Greek crisis, China crash and low rates: hedge funds’ horror year.The panic that swept the markets in August was tough for investors the world over, but particularly for the macro hedge funds, who bet big on economic trends.
Despite a reputation as “the smartest guys in the room”, earned from promises to defy market volatility with complicated trades, hedge funds suffered some of the most startling losses in the stock market bloodbaththat started in China in June and sent the London market reeling by August.
Third Point, the $18bn (£12bn) fund run by the American billionaire Daniel Loeb, has described recent trading as “a harrowing round trip”, with danger lurking in China that “seems more intimidating than ever before”.
Even Crispin Odey, the London hedge fund manager who made about £225m from a bearish stance against China this summer, concedes that his industry has had a difficult 2015. “No one is covered in glory this year.
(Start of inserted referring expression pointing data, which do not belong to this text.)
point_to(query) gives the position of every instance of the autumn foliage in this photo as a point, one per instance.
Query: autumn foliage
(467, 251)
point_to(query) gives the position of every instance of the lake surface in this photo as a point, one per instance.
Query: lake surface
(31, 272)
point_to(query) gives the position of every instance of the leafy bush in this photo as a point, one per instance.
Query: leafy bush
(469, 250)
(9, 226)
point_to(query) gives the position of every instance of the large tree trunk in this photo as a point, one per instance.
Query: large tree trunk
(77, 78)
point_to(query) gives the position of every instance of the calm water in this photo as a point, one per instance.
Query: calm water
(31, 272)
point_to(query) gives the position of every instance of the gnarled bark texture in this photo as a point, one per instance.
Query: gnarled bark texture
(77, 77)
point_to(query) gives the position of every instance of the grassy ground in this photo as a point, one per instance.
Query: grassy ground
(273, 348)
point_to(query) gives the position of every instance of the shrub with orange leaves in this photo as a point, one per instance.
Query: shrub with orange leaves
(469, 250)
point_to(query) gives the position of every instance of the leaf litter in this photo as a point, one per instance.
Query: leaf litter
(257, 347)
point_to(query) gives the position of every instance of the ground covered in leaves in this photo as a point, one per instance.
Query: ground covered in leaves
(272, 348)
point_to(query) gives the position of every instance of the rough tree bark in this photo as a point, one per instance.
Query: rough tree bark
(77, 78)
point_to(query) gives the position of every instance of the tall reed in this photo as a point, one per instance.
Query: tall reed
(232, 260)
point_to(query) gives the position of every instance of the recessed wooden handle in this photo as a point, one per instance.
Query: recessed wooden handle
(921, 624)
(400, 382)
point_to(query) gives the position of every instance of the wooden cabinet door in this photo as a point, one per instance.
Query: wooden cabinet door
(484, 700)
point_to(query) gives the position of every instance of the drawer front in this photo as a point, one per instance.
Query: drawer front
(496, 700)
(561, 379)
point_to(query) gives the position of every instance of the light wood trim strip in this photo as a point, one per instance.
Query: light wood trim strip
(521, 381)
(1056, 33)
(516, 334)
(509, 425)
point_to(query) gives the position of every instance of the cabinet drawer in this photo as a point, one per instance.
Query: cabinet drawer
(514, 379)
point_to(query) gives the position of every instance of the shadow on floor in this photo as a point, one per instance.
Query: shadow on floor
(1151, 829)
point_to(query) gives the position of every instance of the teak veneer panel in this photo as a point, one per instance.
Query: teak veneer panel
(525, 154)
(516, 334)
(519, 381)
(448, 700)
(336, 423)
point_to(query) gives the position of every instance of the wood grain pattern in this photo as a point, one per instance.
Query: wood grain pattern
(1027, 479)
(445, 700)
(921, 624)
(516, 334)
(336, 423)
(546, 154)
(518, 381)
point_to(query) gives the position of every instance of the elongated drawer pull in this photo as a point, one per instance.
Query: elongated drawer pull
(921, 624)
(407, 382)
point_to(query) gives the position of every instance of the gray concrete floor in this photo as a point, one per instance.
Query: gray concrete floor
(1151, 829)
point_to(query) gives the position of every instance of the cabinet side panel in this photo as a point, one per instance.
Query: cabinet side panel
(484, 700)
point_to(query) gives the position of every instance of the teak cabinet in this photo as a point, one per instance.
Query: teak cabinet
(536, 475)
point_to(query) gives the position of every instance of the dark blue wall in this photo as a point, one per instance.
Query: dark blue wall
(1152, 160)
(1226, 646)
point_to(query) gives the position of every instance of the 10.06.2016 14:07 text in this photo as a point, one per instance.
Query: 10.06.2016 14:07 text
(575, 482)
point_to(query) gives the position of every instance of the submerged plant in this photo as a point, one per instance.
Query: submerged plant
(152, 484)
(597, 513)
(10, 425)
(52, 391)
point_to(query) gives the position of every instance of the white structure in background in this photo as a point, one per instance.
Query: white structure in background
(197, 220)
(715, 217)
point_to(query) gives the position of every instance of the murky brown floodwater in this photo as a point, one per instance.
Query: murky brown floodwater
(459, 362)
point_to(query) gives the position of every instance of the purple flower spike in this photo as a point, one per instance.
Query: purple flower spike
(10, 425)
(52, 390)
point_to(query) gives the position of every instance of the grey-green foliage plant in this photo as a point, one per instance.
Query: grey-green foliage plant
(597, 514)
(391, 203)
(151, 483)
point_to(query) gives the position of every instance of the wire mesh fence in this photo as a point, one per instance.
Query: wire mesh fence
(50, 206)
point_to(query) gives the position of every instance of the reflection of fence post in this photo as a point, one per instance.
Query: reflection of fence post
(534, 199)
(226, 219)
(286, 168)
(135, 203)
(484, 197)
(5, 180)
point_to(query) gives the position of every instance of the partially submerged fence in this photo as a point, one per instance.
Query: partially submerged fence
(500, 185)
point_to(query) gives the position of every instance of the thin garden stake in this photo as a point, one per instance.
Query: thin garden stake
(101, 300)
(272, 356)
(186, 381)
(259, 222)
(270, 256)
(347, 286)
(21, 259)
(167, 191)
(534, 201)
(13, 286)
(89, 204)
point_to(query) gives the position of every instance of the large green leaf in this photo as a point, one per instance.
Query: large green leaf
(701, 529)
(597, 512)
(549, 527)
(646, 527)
When you have zero interest rates for a long time you end up with misallocated capital… All you can do is think about how long this equilibrium can last.”
A bruising year for the hedge funds, while hardly tugging at the heartstrings of most ordinary savers, has potentially wide-reaching effects. About one in every four pounds in hedge funds worldwide is managed on behalf of pension funds, according to the industry trade body AIMA, putting many of us on the hook for these disastrous bets.